- Ketentuan tentang shighah (redaksi) wakaf.
Wakaf bisa dilakukan dengan:
- Perkataan
Orang yang berwakaf mengucapkan perkataan tentang wakaf yang dilakukan. Wakaf dengan perkataan ini dibagi menjadi dua macam:
- Perkataan yang jelas (sharih)
Yakni dengan perkataan yang bermakna wakaf secara jelas dan tidak mengandung arti selain wakaf. Contohnya, seorang berkata: “Aku wakafkan tanahku ini untuk masjid.” Begitu dia mengucapkan perkataan tersebut, wakaf telah terjadi. Harta yang diwakafkan pun telah keluar dari kepemilikannya; dan semua hukum terkait wakaf berlaku atasnya.

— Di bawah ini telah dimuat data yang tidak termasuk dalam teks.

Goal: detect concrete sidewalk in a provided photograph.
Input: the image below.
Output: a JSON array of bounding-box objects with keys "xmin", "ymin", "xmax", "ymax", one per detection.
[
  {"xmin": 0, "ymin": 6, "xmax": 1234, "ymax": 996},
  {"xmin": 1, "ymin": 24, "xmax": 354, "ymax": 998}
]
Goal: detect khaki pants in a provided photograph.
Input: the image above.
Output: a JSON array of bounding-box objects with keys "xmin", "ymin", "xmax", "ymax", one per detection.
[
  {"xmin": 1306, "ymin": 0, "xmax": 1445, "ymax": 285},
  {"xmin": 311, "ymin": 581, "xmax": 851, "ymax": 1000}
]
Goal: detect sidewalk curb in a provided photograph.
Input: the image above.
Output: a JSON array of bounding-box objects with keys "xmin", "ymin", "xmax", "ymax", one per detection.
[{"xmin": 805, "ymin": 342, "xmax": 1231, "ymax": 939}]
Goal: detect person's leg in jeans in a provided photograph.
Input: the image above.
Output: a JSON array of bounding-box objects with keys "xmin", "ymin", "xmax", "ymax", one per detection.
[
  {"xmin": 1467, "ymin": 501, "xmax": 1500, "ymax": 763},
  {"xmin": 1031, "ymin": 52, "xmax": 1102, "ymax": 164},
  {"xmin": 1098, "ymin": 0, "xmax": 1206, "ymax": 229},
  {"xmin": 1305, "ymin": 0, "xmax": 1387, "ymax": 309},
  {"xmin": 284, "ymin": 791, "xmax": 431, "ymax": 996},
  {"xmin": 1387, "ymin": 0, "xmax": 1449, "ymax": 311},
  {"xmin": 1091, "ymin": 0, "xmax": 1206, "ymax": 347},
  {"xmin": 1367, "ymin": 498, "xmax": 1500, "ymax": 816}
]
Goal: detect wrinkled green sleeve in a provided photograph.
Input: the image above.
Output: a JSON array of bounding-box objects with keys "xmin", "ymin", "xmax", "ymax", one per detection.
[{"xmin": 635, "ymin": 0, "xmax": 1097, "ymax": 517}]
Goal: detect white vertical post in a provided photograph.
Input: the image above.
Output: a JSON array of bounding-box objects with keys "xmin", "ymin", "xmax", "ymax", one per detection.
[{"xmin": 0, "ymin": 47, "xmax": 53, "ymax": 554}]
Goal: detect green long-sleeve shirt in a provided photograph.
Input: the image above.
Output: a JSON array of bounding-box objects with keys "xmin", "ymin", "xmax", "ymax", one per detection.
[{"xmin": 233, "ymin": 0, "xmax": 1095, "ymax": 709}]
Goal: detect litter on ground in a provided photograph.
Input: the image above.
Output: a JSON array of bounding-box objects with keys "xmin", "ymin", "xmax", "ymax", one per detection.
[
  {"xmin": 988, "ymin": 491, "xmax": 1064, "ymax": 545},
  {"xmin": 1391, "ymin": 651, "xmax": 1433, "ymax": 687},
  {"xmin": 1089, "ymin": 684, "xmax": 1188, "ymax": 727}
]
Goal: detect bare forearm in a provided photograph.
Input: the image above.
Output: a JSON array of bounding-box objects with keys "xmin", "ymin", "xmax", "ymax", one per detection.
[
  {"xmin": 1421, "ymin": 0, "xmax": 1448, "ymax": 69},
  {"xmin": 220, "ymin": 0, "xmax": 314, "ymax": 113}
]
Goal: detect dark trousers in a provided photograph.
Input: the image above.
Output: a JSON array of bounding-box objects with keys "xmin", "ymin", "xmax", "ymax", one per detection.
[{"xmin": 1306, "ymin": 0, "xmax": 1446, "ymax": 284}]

- Perkataan kiasan (kinayah),
Yakni dengan perkataan yang mengandung kemungkinan bermakna wakaf dan mengandung kemungkinan makna yang lain. Contohnya, seorang berkata: “Aku sedekahkan rumah ini untuk para penuntut ilmu.” Maka perkataan “Aku sedekahkan” dalam contoh di atas mengandung kemungkinan bermakna sedekah sebagaimana lafazh yang tersurat dan mengandung kemungkinan bermakna wakaf sebagaimana yang tersirat dan sebagaimana yang sering digunakan lafazh ini untuk maksud wakaf.
Untuk membedakan dua makna yang terkandung di dalamnya maka orang yang mengucapkan kalimat tersebut harus disertai niat salah satu dari dua maksud atau makna tersebut. Apabla seseorang berkata: “Aku sedekahkan” tetapi niatnya adalah mewakafkan, maka ini dihukumi sebagai wakaf. Akan tetapi jika dia berniat sedekah biasa, maka perkataannya itu dihukumi sebagai sedekah.
Mengenai shighah al-waqf (redaksi wakaf) dilihat al-mawqûf ‘alayh (pihak dituju). Jika yang peruntukannya ditujukan ‘alâ jihah ‘âmmah (untuk tujuan umum), seperti untuk orang fakir, pelayanan umum, atau masjid, maka yang ada hanya ijâb dan tidak diperlukan adanya qabûl. Tidak ada perbedaan pendapat dalam masalah ini.[1] Sehingga, begitu seseorang mengucapkan shighat wakaf dengan perkataan, maka wakaf tersebut dengan segala konsekuensi hukumnya langsung berlaku.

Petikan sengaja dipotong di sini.